Andrew Garfield en Hasta el último hombre

El autor de la sanguinaria La pasión de Cristo se redime de la lapidación y regresa diez años después de Apocalypto con Hasta el último hombre, una violenta exhibición de sí mismo en la II Guera Mundial.

"¿Saben lo que opino del cine de superhéroes?", pregunta retador y algo retórico Mel Gibson a un grupo de periodistas, reconozcámoslo, algo intimidados. "Cada vez que veo cómo se gastan millones de dólares en semejante disparate me avergüenzo", continúa. "¿Cómo es posible? Mi película sí que trata, en cambio, de un superhéroe. Pero de verdad. Aunque no lleve mallas elásticas". Y rompe a reír como sólo él sabe hacerlo. Entre el histerismo y el trueno.



En efecto, diez años después de Apocalypto, 21 desde que Braveheart fuera elegida como la mejor película del año y 14 desde su sangrienta interpretación de La pasión de Cristo, aquí está de nuevo. Igual a sí mismo. De por medio, algún que otro tropiezo en alguna que otra alfombra de algún bar y el previsible vacío por parte de una industria que no quería saber nada de él. Ni de sus modos. ¿O no? "Hubo un tiempo en que me sentí en un lista negra, pero, si miro con detenimiento, mi carrera siempre ha consistido en hacer lo que los demás no querían hacer". Y vuelve a retar al periodista con lo más parecido a una risa que puede imitar.

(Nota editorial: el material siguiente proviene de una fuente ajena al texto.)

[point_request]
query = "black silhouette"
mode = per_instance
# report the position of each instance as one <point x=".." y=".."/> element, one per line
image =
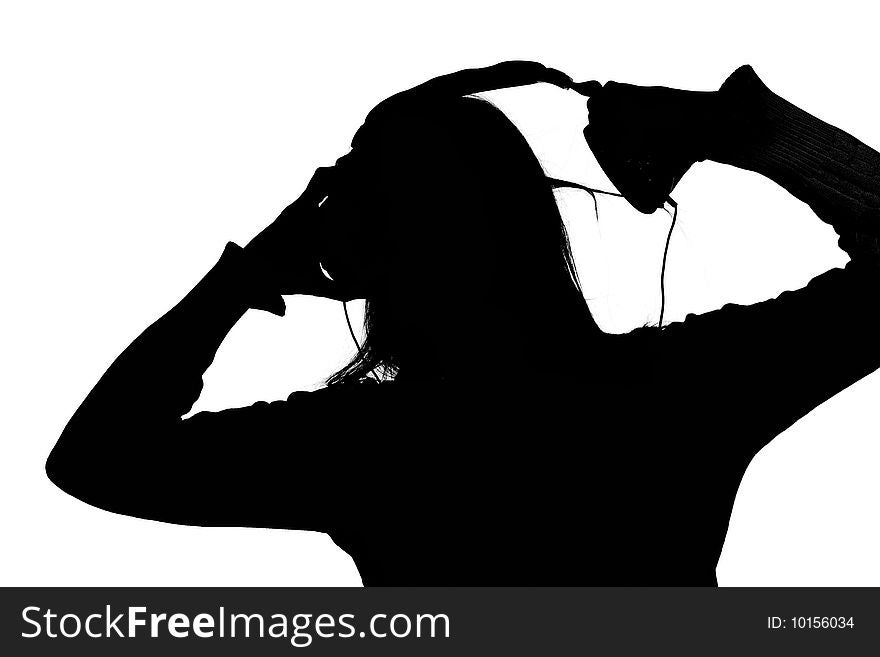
<point x="510" y="441"/>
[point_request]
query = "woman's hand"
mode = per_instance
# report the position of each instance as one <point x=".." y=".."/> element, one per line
<point x="646" y="138"/>
<point x="287" y="253"/>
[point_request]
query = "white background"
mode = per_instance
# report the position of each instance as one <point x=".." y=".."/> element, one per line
<point x="136" y="139"/>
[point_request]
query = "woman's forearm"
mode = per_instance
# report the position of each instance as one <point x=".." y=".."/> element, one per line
<point x="158" y="377"/>
<point x="827" y="168"/>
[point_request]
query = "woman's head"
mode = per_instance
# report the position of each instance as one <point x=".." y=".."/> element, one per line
<point x="444" y="221"/>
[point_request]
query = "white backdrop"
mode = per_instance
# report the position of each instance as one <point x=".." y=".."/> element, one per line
<point x="137" y="138"/>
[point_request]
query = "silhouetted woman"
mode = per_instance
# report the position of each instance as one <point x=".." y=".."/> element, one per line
<point x="512" y="441"/>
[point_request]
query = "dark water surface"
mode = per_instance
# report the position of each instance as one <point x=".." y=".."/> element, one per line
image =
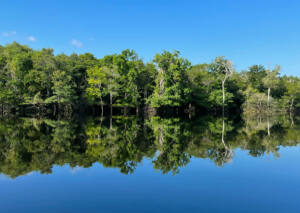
<point x="127" y="164"/>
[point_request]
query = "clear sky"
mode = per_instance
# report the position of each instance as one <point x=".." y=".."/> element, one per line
<point x="245" y="31"/>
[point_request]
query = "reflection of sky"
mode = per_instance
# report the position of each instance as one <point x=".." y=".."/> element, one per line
<point x="248" y="184"/>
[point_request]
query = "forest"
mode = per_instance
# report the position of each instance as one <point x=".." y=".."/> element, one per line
<point x="41" y="81"/>
<point x="123" y="142"/>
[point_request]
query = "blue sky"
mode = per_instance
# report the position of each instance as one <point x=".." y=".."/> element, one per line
<point x="245" y="31"/>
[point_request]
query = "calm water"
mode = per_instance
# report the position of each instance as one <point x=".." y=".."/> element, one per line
<point x="126" y="164"/>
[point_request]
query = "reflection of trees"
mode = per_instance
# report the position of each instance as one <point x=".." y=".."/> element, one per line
<point x="171" y="138"/>
<point x="123" y="145"/>
<point x="36" y="145"/>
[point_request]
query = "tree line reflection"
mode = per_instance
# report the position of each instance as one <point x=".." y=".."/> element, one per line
<point x="28" y="144"/>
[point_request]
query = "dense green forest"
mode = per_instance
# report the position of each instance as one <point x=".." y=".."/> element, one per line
<point x="123" y="142"/>
<point x="41" y="80"/>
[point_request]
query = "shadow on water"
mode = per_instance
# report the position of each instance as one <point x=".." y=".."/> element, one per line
<point x="29" y="144"/>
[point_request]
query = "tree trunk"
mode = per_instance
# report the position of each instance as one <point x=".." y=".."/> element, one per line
<point x="269" y="133"/>
<point x="223" y="91"/>
<point x="110" y="97"/>
<point x="292" y="105"/>
<point x="269" y="91"/>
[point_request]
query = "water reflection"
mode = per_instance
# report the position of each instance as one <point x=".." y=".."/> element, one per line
<point x="28" y="145"/>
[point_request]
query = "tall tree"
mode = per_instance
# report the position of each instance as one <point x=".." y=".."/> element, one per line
<point x="223" y="69"/>
<point x="271" y="80"/>
<point x="172" y="84"/>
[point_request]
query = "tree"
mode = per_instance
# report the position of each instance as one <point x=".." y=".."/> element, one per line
<point x="172" y="84"/>
<point x="292" y="85"/>
<point x="271" y="80"/>
<point x="223" y="69"/>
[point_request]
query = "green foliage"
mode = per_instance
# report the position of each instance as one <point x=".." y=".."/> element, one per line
<point x="172" y="81"/>
<point x="42" y="79"/>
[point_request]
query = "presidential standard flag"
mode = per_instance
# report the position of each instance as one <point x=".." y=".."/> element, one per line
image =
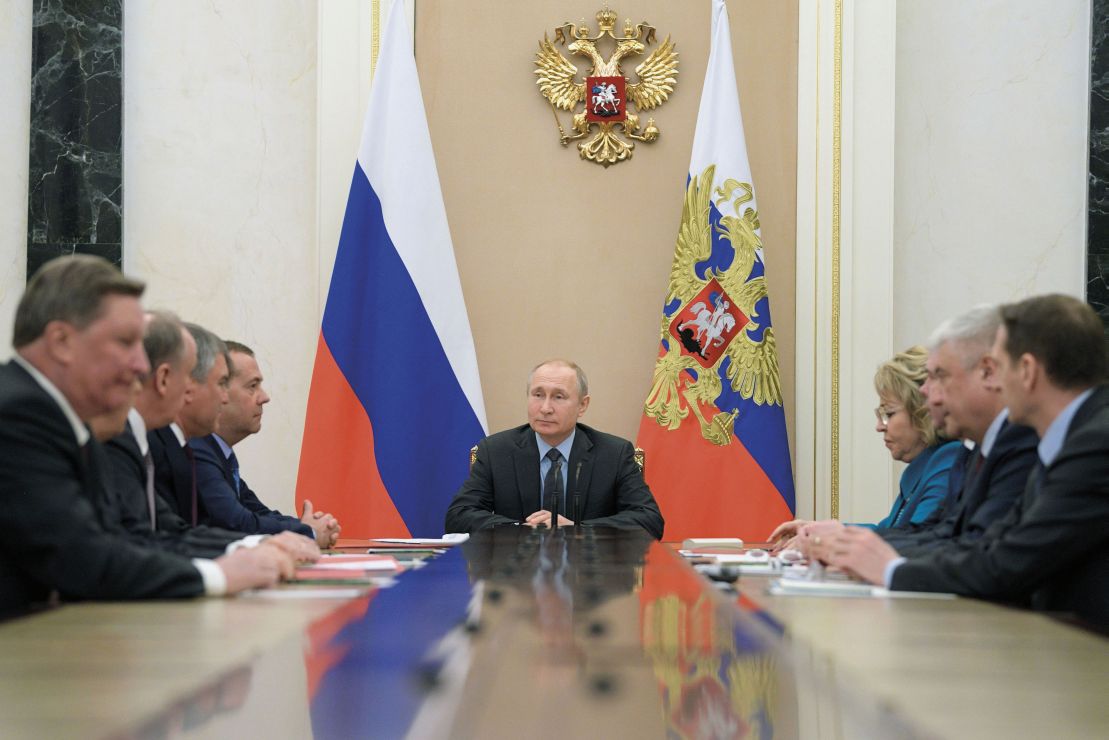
<point x="395" y="402"/>
<point x="713" y="427"/>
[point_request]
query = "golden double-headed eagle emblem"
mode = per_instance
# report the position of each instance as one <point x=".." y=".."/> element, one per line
<point x="606" y="91"/>
<point x="712" y="326"/>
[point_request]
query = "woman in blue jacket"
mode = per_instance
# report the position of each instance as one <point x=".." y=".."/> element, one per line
<point x="909" y="435"/>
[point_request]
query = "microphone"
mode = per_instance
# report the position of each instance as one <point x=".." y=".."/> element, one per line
<point x="552" y="508"/>
<point x="577" y="499"/>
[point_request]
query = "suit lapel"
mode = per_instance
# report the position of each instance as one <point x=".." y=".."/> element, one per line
<point x="526" y="462"/>
<point x="580" y="470"/>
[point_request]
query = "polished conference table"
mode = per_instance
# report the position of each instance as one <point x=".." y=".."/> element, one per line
<point x="561" y="635"/>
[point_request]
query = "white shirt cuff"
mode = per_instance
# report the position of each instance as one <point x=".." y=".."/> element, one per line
<point x="887" y="577"/>
<point x="250" y="540"/>
<point x="215" y="581"/>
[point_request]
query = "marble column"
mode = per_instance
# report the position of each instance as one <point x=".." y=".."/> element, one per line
<point x="75" y="183"/>
<point x="1097" y="239"/>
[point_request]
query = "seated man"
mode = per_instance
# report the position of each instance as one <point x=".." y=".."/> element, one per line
<point x="225" y="499"/>
<point x="205" y="395"/>
<point x="172" y="354"/>
<point x="963" y="392"/>
<point x="966" y="402"/>
<point x="78" y="338"/>
<point x="589" y="472"/>
<point x="1051" y="549"/>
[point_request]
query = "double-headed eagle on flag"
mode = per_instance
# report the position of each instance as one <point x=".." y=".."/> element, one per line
<point x="711" y="321"/>
<point x="606" y="91"/>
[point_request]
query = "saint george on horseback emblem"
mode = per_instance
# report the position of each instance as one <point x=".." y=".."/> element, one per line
<point x="604" y="90"/>
<point x="708" y="324"/>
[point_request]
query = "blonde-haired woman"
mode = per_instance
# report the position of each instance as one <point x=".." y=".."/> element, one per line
<point x="906" y="427"/>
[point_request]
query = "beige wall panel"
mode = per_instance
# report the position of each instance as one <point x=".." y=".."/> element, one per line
<point x="560" y="256"/>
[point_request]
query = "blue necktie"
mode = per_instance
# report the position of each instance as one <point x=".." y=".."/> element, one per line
<point x="552" y="485"/>
<point x="234" y="472"/>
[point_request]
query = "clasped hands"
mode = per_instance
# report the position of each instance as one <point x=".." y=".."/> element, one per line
<point x="542" y="518"/>
<point x="855" y="550"/>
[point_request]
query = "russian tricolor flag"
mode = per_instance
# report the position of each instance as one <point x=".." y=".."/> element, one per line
<point x="710" y="483"/>
<point x="396" y="401"/>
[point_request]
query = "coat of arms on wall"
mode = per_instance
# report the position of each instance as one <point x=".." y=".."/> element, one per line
<point x="604" y="91"/>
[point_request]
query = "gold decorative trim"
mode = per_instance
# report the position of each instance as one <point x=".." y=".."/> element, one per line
<point x="375" y="34"/>
<point x="836" y="174"/>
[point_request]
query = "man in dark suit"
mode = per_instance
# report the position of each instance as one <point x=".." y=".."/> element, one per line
<point x="225" y="498"/>
<point x="172" y="353"/>
<point x="1051" y="550"/>
<point x="78" y="337"/>
<point x="588" y="474"/>
<point x="204" y="396"/>
<point x="966" y="402"/>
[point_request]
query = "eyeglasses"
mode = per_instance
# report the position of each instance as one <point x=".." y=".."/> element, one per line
<point x="884" y="414"/>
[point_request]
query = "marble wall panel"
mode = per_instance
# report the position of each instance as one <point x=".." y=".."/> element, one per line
<point x="992" y="122"/>
<point x="75" y="171"/>
<point x="220" y="149"/>
<point x="1097" y="256"/>
<point x="14" y="123"/>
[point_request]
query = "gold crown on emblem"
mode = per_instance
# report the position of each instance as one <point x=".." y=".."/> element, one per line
<point x="606" y="20"/>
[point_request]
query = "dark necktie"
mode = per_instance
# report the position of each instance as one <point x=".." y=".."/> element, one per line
<point x="552" y="485"/>
<point x="234" y="472"/>
<point x="149" y="463"/>
<point x="974" y="468"/>
<point x="192" y="465"/>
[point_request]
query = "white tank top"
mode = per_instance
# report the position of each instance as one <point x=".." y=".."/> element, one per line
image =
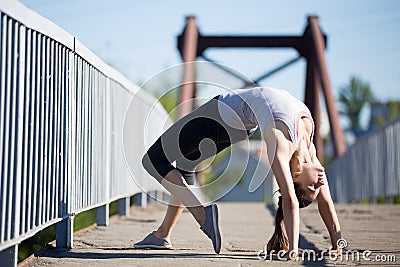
<point x="249" y="108"/>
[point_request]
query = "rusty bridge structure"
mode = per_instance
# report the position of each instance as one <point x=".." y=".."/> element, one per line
<point x="310" y="45"/>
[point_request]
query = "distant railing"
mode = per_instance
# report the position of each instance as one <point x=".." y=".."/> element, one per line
<point x="61" y="113"/>
<point x="369" y="169"/>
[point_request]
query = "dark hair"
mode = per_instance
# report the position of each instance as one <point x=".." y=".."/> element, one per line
<point x="279" y="240"/>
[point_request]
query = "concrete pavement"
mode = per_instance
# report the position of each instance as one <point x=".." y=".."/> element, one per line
<point x="371" y="231"/>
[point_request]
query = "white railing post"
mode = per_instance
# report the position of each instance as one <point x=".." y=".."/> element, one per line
<point x="102" y="215"/>
<point x="65" y="233"/>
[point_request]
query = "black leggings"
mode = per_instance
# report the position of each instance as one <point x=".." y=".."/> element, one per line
<point x="192" y="139"/>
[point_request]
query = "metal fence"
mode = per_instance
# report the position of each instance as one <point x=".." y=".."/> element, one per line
<point x="62" y="114"/>
<point x="369" y="169"/>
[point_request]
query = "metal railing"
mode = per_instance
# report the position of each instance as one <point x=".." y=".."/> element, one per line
<point x="369" y="169"/>
<point x="62" y="113"/>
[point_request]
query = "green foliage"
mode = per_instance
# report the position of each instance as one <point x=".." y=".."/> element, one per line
<point x="353" y="98"/>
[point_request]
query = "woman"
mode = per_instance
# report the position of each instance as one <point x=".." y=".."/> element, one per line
<point x="287" y="128"/>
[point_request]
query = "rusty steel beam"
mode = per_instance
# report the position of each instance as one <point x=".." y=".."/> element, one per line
<point x="189" y="54"/>
<point x="318" y="58"/>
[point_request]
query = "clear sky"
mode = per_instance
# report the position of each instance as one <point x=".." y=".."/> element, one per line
<point x="139" y="37"/>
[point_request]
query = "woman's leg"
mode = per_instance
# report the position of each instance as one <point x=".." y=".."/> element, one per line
<point x="174" y="210"/>
<point x="177" y="186"/>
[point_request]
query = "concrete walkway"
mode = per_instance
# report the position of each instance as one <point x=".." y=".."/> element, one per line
<point x="245" y="229"/>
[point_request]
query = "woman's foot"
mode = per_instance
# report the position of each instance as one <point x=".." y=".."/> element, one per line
<point x="153" y="242"/>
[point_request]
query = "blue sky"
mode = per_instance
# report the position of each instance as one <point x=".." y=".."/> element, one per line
<point x="139" y="37"/>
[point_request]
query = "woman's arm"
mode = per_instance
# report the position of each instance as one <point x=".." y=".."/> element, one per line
<point x="279" y="153"/>
<point x="326" y="207"/>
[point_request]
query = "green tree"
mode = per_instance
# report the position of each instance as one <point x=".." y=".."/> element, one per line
<point x="353" y="97"/>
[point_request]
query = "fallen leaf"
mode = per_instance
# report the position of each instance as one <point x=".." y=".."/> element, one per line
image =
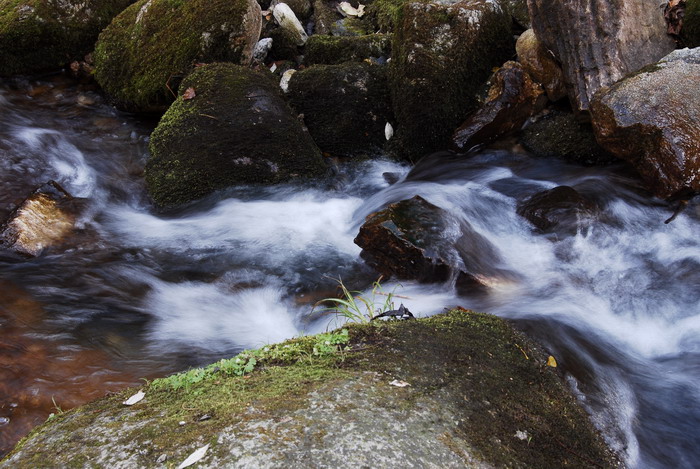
<point x="135" y="398"/>
<point x="399" y="384"/>
<point x="194" y="457"/>
<point x="189" y="94"/>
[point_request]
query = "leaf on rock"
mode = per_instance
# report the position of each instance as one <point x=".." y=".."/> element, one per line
<point x="194" y="457"/>
<point x="135" y="398"/>
<point x="189" y="94"/>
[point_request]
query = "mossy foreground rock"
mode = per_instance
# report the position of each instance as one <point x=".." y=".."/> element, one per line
<point x="442" y="55"/>
<point x="231" y="126"/>
<point x="153" y="44"/>
<point x="468" y="391"/>
<point x="44" y="35"/>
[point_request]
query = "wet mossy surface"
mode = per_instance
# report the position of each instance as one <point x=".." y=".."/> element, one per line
<point x="442" y="57"/>
<point x="345" y="107"/>
<point x="152" y="45"/>
<point x="236" y="129"/>
<point x="479" y="394"/>
<point x="39" y="35"/>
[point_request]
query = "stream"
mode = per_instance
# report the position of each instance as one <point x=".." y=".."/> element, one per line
<point x="138" y="294"/>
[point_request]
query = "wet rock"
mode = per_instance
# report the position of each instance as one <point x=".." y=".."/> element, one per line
<point x="599" y="47"/>
<point x="540" y="64"/>
<point x="237" y="129"/>
<point x="332" y="50"/>
<point x="659" y="134"/>
<point x="345" y="106"/>
<point x="475" y="387"/>
<point x="512" y="98"/>
<point x="43" y="220"/>
<point x="442" y="55"/>
<point x="416" y="240"/>
<point x="560" y="135"/>
<point x="40" y="35"/>
<point x="561" y="210"/>
<point x="152" y="45"/>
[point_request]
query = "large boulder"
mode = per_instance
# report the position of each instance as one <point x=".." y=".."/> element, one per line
<point x="651" y="120"/>
<point x="597" y="42"/>
<point x="512" y="98"/>
<point x="345" y="107"/>
<point x="42" y="220"/>
<point x="456" y="390"/>
<point x="45" y="35"/>
<point x="230" y="126"/>
<point x="442" y="56"/>
<point x="141" y="57"/>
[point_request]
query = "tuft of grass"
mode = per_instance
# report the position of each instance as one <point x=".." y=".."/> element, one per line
<point x="355" y="306"/>
<point x="317" y="346"/>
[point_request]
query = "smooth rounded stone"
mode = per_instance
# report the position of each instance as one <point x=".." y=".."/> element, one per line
<point x="595" y="49"/>
<point x="540" y="64"/>
<point x="442" y="57"/>
<point x="234" y="127"/>
<point x="561" y="210"/>
<point x="512" y="98"/>
<point x="42" y="220"/>
<point x="332" y="50"/>
<point x="659" y="134"/>
<point x="288" y="21"/>
<point x="560" y="135"/>
<point x="40" y="35"/>
<point x="145" y="52"/>
<point x="345" y="107"/>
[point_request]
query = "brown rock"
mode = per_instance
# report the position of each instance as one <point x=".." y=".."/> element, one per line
<point x="651" y="120"/>
<point x="512" y="99"/>
<point x="540" y="64"/>
<point x="44" y="219"/>
<point x="598" y="42"/>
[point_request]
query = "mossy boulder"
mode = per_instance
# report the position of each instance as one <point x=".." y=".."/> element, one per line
<point x="442" y="56"/>
<point x="456" y="390"/>
<point x="153" y="44"/>
<point x="230" y="126"/>
<point x="331" y="50"/>
<point x="345" y="107"/>
<point x="45" y="35"/>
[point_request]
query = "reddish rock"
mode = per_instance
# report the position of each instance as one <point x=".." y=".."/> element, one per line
<point x="512" y="98"/>
<point x="651" y="119"/>
<point x="598" y="42"/>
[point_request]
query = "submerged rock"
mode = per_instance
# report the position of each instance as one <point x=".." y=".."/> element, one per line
<point x="41" y="35"/>
<point x="43" y="220"/>
<point x="442" y="55"/>
<point x="152" y="45"/>
<point x="345" y="106"/>
<point x="659" y="134"/>
<point x="457" y="390"/>
<point x="232" y="128"/>
<point x="561" y="210"/>
<point x="597" y="42"/>
<point x="511" y="100"/>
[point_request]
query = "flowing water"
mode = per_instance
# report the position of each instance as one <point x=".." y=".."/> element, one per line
<point x="140" y="294"/>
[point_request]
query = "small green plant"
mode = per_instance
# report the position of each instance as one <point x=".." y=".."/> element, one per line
<point x="316" y="346"/>
<point x="354" y="306"/>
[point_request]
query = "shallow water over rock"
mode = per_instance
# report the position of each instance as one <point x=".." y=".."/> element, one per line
<point x="146" y="294"/>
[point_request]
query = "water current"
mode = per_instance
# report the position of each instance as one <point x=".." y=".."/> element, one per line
<point x="140" y="294"/>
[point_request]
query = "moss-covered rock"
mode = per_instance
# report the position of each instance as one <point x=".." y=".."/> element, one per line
<point x="44" y="35"/>
<point x="345" y="107"/>
<point x="468" y="391"/>
<point x="153" y="44"/>
<point x="442" y="56"/>
<point x="331" y="50"/>
<point x="232" y="126"/>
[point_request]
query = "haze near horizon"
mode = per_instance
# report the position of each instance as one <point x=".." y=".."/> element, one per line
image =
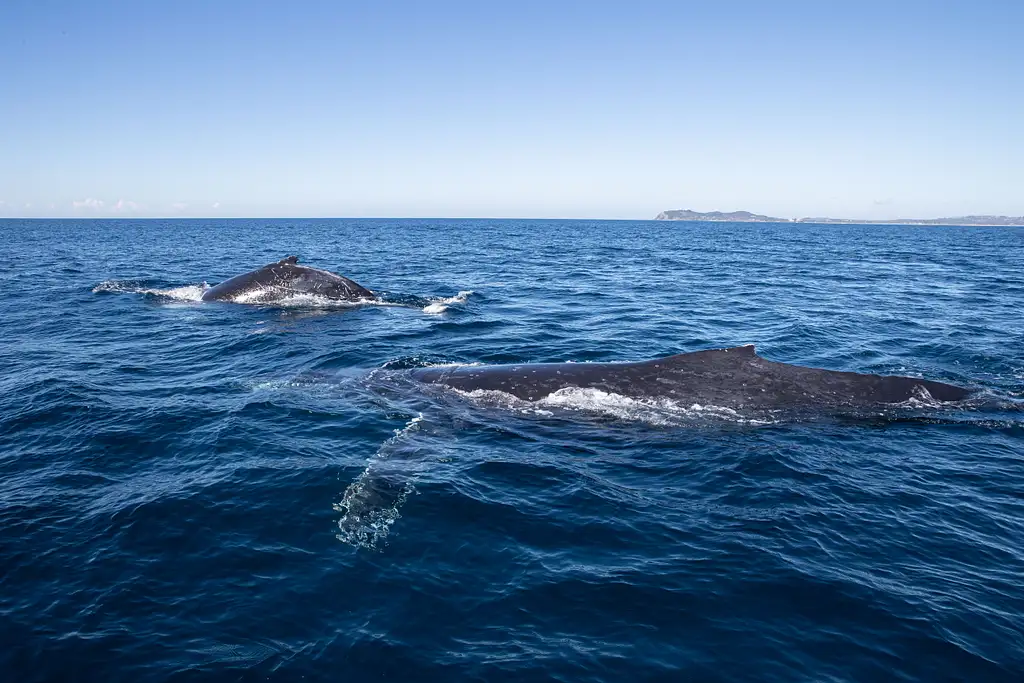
<point x="534" y="110"/>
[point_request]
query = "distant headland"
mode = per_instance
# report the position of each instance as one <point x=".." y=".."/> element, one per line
<point x="748" y="217"/>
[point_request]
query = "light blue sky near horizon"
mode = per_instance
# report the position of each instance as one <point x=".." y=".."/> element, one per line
<point x="587" y="110"/>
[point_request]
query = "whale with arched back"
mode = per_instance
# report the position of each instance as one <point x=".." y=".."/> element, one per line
<point x="283" y="280"/>
<point x="735" y="378"/>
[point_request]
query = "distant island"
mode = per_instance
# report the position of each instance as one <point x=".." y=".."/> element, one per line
<point x="748" y="217"/>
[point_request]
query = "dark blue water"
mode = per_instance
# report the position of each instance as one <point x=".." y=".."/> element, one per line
<point x="173" y="474"/>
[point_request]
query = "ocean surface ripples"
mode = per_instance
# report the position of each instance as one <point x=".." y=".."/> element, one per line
<point x="199" y="491"/>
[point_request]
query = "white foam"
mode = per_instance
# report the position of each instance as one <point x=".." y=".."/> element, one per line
<point x="440" y="305"/>
<point x="658" y="412"/>
<point x="184" y="293"/>
<point x="365" y="521"/>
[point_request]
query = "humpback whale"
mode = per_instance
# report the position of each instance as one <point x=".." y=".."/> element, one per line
<point x="284" y="279"/>
<point x="736" y="378"/>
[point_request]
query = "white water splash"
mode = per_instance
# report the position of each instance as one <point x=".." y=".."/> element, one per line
<point x="370" y="505"/>
<point x="440" y="305"/>
<point x="657" y="412"/>
<point x="183" y="293"/>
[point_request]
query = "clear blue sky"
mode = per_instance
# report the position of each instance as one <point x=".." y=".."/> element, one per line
<point x="592" y="109"/>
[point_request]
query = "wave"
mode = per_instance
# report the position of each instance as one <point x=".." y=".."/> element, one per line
<point x="182" y="293"/>
<point x="370" y="505"/>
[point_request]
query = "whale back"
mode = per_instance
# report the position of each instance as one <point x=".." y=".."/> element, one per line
<point x="284" y="279"/>
<point x="732" y="378"/>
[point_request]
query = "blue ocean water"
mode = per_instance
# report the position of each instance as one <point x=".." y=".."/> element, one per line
<point x="174" y="474"/>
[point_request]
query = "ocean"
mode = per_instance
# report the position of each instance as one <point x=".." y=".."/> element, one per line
<point x="175" y="475"/>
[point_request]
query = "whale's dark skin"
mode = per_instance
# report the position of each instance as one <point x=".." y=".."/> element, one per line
<point x="285" y="279"/>
<point x="734" y="378"/>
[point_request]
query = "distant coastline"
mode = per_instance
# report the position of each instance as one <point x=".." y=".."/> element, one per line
<point x="748" y="217"/>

Sea como sea, Hacksaw Ridge (Hasta el último hombre) es digna hija de su padre. Se diría incluso que diez años no es nada. Todo sigue donde lo dejó: en la misma heterodoxa y explosiva situación. Pues básicamente, la cinta está pensada para sencillamente detonar en las retinas. Como todo su cine. Tosco, elemental y, apurando, hasta ofensivo, el último trabajo de Gibson se mueve por la pantalla como un animal herido. Quién sabe si el director no trata tan solo de transformar los accidentes de una vida ajena en la transparente alegoría de la suya.



Nos explicamos. Desmod Doss, al que da vida Andrew Garfield, figura en la historia del ejército estadounidense como el primer objetor de conciencia capaz de ganar batallas. Lo hizo en Okinawa, en la Segunda Guerra Mundial. La película no se interesa tanto por su vida como por el poder real y bélico de su fe. El matiz importa. Sobre todo, al director. Él solo salvó de morir a 75 hombres. Con el mismo ardor con el que combatió a las autoridades militares que querían prescindir de él (puesto que se negaba a coger un fusil), se jugó la vida en la peor de las condiciones para rescatar de las llamas y el fango a buena parte de sus compañeros de armas (o, mejor, no-armas). Se diría que Gibson quiere ser el propio Desmond; desea presentarse ante la audiencia resucitado y convertido en un héroe incomprendido capaz, desde su heterodoxo conservadurismo, de ganar las guerras que la industria del cine no es capaz.



"Todo mi cine gira alrededor de personas corrientes enfrentadas a la más extrema de las situaciones. Es ahí, a mi entender, donde reside el drama y desde donde se hacen visibles los mecanismos del alma humana", reflexiona. Y así es. Y lo es con una violencia que desarma. Lo que sobre el papel podría parecer una película encendidamente antibélica, sobre la pantalla y en manos del responsable de contar la vida de Cristo desde el tormento en crudo de la carne es, definitivamente, otra cosa. Lo opuesto incluso. Lo que importa, atentos, es que el poder de la fe, el convencimiento extremo del protagonista en el poder de Dios, acabó por inspirar al batallón entero hasta convertirlo en máquina irredenta de picar carne japonesa. Tan contradictorio y confuso como parece, como el propio Gibson.



Aceptemos pues Hacksaw Ridge (Hasta el último hombre) como el violento primer gesto de un cuerpo contradictorio y resucitado. Y redimido. Y sin mallas.